Are you waiting for the Seattle Real Estate market to “cool off?”
Some buyers who were hoping to buy a million-dollar home in Bothell just texted my assistant and said they were pulling out of the market for a year to see if things would “cool off.”
I can’t blame them. It’s incredibly competitive buying a house in that location and price point right now.
But… will things cool off.
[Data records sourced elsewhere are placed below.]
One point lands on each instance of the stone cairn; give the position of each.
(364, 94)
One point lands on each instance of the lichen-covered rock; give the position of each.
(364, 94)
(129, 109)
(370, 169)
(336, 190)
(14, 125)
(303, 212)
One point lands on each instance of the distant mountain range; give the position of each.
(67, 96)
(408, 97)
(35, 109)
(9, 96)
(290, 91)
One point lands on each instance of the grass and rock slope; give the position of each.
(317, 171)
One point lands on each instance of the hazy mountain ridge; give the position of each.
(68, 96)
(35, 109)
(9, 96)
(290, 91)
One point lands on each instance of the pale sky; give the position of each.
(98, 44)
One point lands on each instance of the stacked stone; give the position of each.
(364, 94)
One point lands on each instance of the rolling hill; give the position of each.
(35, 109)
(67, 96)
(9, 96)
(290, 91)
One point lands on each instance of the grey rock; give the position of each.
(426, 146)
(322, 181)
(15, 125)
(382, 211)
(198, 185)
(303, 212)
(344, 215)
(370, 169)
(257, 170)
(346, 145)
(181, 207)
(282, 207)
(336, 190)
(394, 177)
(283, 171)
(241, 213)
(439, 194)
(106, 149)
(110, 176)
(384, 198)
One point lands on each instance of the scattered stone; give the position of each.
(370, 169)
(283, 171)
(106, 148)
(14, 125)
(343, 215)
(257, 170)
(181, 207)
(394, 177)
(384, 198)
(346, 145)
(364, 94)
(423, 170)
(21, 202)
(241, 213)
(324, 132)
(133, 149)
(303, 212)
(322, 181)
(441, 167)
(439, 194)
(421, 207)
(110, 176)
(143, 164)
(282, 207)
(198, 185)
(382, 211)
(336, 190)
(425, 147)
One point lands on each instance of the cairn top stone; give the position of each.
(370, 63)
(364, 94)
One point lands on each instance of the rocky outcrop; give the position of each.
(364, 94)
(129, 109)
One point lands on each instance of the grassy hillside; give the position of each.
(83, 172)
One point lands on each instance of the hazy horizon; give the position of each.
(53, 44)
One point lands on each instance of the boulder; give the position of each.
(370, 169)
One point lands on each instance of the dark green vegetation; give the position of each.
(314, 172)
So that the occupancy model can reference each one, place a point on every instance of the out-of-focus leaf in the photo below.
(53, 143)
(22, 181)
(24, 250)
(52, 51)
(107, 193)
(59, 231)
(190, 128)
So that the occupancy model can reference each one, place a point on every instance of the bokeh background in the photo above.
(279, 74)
I doubt it.
A long, long time ago, when dinosaurs roamed the earth and I was a little child, my parents owned a small apartment building in Ballard that they had purchased with another couple from church.
Each evening after working all day, they would run by Dick’s Hamburgers for a take-out dinner, and then take their adorable baby Emily in her playpen to the apartment building where they would do fun after-work activities like painting the walls and stripping the hardwood floors.
My parents were ambitious, but their older business partners from church were even more ambitious … one of them broke his arm falling out of a tree with a chainsaw while trying to trim some wayward branches.
They improved the units as they turned over and raised the rents, in true “William Nickerson” style! (He’s one of the original authors on how to invest in real estate writing back in the ’70s, I think…) They were a textbook example of how to do everything right.
Unfortunately, some law changed and they were going to have to put in a big fire sprinkler system which they didn’t want to fund, so they ended up selling the building, going their separate ways from their broken-armed partners, and pocketing a nice chunk of cash.
So they set about looking for another building to invest in, but it was hard to find something where the numbers would work. In fact, that typical “cash flow real estate” model you read about in books is actually pretty hard to implement here in the Seattle real estate market.
This is more of an “appreciation market” than a “cash flow market.”
You have to be willing to take a loss month to month, while the paper value of your asset goes up, or you have to put down a huge down payment to keep your cash flow in the black.
Hard as my Dad looked, he was not able to find another building to invest in that met his criteria.
In fact, the “bubble” that seemed to be apparent then – four decades ago – has pretty much been in effect my whole life.
Except for those soft few years after the whole real estate market blew up nationwide in 2008, the Seattle market has never had more than a 5% loss in the last 38 years for which I have data.
So no, Victoria, there is no Santa Clause.
And no, discouraged buyers, I don’t see a big market correction coming in which prices are likely to become more affordable.
With prices forecast to go up for the rest of the year, and interest rates also forecast to go up for the rest of the year, we can really only hope that your income goes up at a relatively faster pace if you want to increase your buying power.
The Seattle Real Estate Bubble seems here to stay.